Result: a landscape-oriented zine, stapled on the left edge.
Two horizontal rules printed on the front cover only:
These marks exist solely to guide physical stapling. They do not appear on any other page.
The FLUX system has operated under three distinct frame-count implementations:
15 photographs — early public generator prototype. Produced a 22-page PDF. This specification was never built or deployed. It is superseded and not part of the canonical protocol.
50 photographs — historical Dante Sisofo archive batching logic (issues 001–304, pre-2026). Produced a 58-page PDF with a 10×5 contact sheet grid. The 10×5 grid was portrait-oriented: both landscape and portrait thumbnails were width-limited, so they rendered at different heights. The grid lock did not hold at the contact sheet scale.

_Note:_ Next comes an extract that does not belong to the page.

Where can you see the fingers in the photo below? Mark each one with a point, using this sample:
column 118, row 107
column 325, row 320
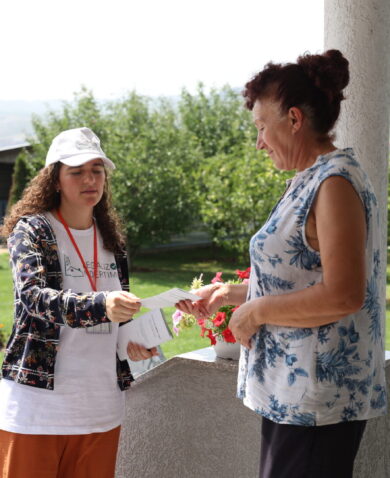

36 photographs — canonical FLUX issue structure, current and permanent. Produces a 44-page PDF with a 6×6 contact sheet grid. The 6×6 grid is landscape-oriented: both orientations are height-limited, all 36 thumbnails render at the same height, and the grid lock holds at every scale.
The canonical frame count is 36. All future issues — personal and public — use the 36-frame standard.